On the one hand, the Boolean should be represented as a byte that is either zero or one, so the jitter could make the conditional a no-op, right?

On the other hand, there are sneaky ways to make a Boolean contain a non-zero, non-one value, and those should all be treated as true, but that would make the “turn this conditional into a no-op” optimization invalid.

Like I said above, I haven’t checked the codegen to see what exactly it does. But when I turned the bool array into a byte array and removed the conditionals, that trimmed an additional 40 microseconds off of each step for a total of 200 milliseconds over 5000 steps.

Allocating a lot of new arrays has two costs: it has to initialize the new array to zero, and it causes collection pressure which increases the number of GCs. (Fortunately we are sneaking in under the 85K limit for arrays to avoid going on the Large Object Heap, but we’re very close, and that would change things as well.)

This algorithm fills in every element in the new array, so there’s no need for it to be initialized at all, or allocated and then immediately freed.

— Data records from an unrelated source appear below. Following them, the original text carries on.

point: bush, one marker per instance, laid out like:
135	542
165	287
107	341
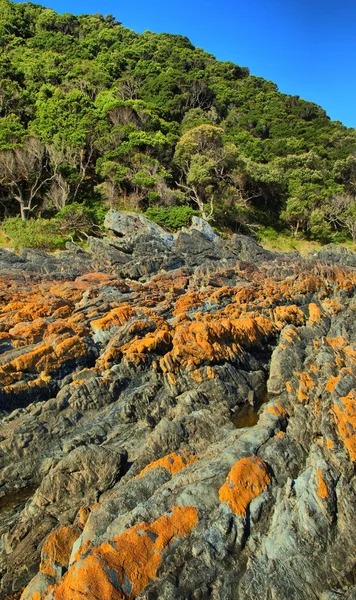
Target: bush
171	217
75	221
41	234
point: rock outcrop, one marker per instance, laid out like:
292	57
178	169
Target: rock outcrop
178	419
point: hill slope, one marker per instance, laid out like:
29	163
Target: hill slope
92	112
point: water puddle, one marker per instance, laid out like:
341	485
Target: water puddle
248	414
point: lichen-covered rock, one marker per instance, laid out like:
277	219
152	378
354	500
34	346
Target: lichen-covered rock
177	419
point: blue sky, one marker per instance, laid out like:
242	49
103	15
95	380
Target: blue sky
307	47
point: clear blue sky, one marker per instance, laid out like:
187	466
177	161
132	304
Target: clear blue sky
307	47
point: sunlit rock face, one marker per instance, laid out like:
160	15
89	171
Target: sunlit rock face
178	423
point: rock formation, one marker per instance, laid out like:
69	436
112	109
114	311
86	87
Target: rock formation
178	419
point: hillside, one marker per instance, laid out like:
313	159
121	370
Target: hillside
94	115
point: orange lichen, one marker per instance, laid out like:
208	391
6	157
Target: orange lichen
246	480
187	301
277	410
331	383
344	410
289	387
122	568
157	341
322	490
306	384
315	314
290	335
214	340
115	318
174	462
332	306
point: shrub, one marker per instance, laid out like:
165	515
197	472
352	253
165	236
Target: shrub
171	217
41	234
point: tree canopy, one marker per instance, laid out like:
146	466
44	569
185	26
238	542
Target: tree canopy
92	112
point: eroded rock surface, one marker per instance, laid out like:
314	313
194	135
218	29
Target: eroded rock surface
123	374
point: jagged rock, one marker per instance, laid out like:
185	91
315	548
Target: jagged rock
186	433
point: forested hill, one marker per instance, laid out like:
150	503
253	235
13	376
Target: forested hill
94	115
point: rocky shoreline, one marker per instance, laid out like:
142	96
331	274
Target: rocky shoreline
178	419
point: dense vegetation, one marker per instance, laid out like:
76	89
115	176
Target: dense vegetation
93	115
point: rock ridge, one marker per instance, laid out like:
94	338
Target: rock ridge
127	466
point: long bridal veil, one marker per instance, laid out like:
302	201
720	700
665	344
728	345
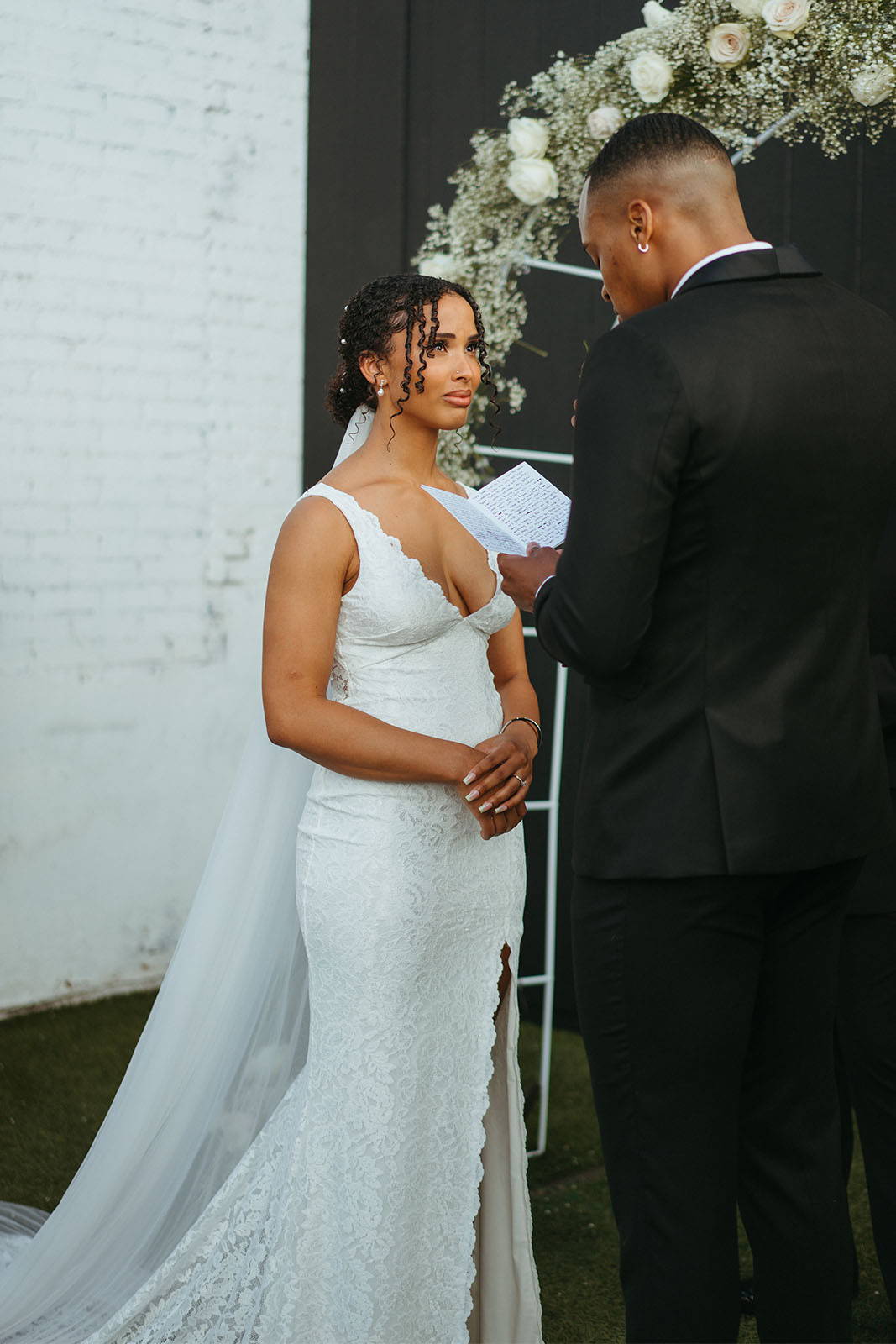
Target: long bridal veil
224	1039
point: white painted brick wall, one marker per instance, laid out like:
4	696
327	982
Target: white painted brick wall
152	179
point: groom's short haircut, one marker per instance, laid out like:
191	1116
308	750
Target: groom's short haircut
656	140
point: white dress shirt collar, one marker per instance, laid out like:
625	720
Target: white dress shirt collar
723	252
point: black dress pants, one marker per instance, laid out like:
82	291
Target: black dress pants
707	1007
867	1046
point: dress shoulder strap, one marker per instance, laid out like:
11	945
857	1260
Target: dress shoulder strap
345	503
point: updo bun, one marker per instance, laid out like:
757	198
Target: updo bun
380	311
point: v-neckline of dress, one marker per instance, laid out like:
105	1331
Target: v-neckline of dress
412	561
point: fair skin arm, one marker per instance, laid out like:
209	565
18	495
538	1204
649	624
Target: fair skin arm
308	575
511	753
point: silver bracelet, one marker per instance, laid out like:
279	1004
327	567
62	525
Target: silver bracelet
521	718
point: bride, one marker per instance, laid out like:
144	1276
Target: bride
320	1135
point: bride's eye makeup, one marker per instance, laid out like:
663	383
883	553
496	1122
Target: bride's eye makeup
472	347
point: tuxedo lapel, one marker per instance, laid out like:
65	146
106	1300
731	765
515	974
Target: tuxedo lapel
752	265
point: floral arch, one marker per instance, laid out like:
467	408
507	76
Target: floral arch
804	71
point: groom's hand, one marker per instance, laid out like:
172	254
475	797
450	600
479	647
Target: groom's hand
524	573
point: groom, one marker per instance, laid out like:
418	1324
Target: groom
735	461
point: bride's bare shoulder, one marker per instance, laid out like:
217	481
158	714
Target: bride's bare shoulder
316	521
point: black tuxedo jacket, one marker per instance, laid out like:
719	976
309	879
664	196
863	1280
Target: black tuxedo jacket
883	638
735	463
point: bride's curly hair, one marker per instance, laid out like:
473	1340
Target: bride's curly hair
374	318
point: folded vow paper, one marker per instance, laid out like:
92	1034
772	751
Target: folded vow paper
506	514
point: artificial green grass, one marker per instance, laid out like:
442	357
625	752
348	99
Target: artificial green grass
60	1070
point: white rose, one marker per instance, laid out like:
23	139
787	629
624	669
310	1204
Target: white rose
728	44
873	84
785	18
651	76
604	121
654	15
527	138
532	181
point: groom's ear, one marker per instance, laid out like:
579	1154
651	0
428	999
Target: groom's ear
641	222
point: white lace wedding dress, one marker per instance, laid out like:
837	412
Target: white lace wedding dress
385	1200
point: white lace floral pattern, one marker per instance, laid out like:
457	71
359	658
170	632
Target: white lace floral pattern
351	1218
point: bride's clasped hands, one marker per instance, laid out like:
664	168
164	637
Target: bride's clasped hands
497	786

If we go to a solution where we cache the temporary array and re-use it, that shaves off another 200 milliseconds over 5000 steps.

When I was working on the nullable lowering code in the compiler I learned that if we were generating, say, an addition of two nullable integer values x and y, that you always generate the code as if the user wrote:

result = x.HasValue() & y.HasValue() ? ...

and not

result = x.HasValue() && y.HasValue() ? ...

Why’s that? Because checking whether x has a value and branching if it does not is more expensive than simply calling y.HasValue()! Avoiding the work is more expensive than just doing it. And moreover, every branch is a new basic block, and basic blocks make the jitter work harder and therefore potentially skip more optimizations; the jitter has to be fast.

I therefore wondered if I could rewrite

  if (1 <= x && x < width - 1 && 1 <= y && y < height - 1)

which after all is just

  if (1 <= x)
    if (x < width - 1)
      if (1 <= y)
        if (y < height - 1)

as instead

  if (1 <= x & x < width - 1 & 1 <= y & y < height - 1)

Turns out, that’s actually a small regression. This was suprising, particularly since the conditions are almost always true and therefore you don’t get much savings by avoiding work on the edges.

I’m not sure what’s going on here, but I have a guess. Let’s look at the other losers and then I’ll theorize further at the end.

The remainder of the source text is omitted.